With the added debt accumulated from earlier and rising competition on the domestic market, farmers were teetering on the edge of bankruptcy. The droughts that hit the US during the 1920s only exacerbated the problem. The issue of uneven distribution of wealth made things worse. Over 33% of the money earned was in the hands of the top 5% of income earners. They could not spend so much money on food even if they wanted to. The result was a severe lack of demand coupled with an overabundance of supply.
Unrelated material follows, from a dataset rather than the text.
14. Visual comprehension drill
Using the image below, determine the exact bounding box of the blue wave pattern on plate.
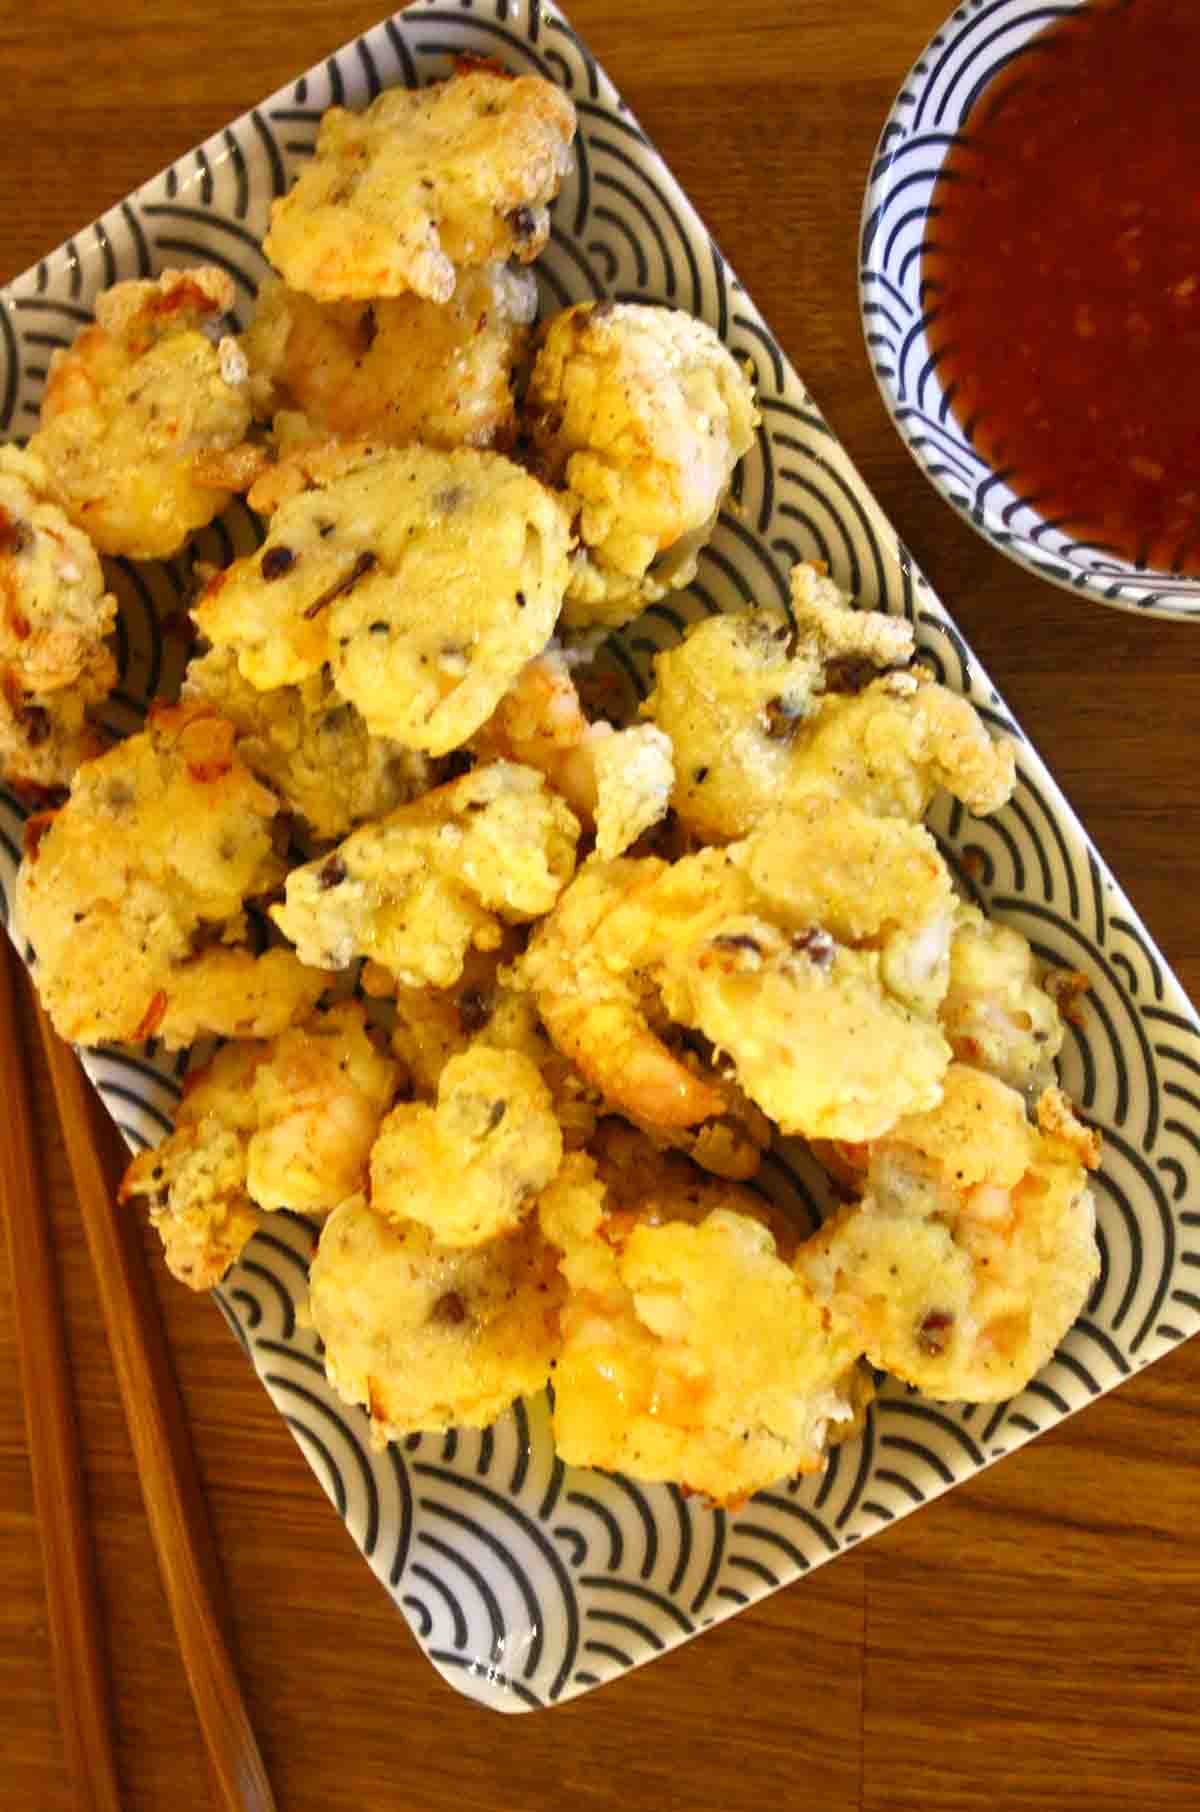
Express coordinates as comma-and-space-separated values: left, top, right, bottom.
3, 0, 1200, 1712
859, 0, 1200, 618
Some of the New Deal policies targeted these specific issues. New tariffs established by the National Recovery Administration (NRA) offered minimum prices on goods. At the same time, limitations were placed on how much could be produced. These measures helped prevent overproduction in the agricultural sector. Increased taxation of the rich combined with expanding government spending allowed channeling money from the 5% and back into the 95%, increasing the buying capacity of the masses and enabling them to support businesses through their purchasing power. These policies, though criticized, allowed to thwart the crisis and stabilize the situation.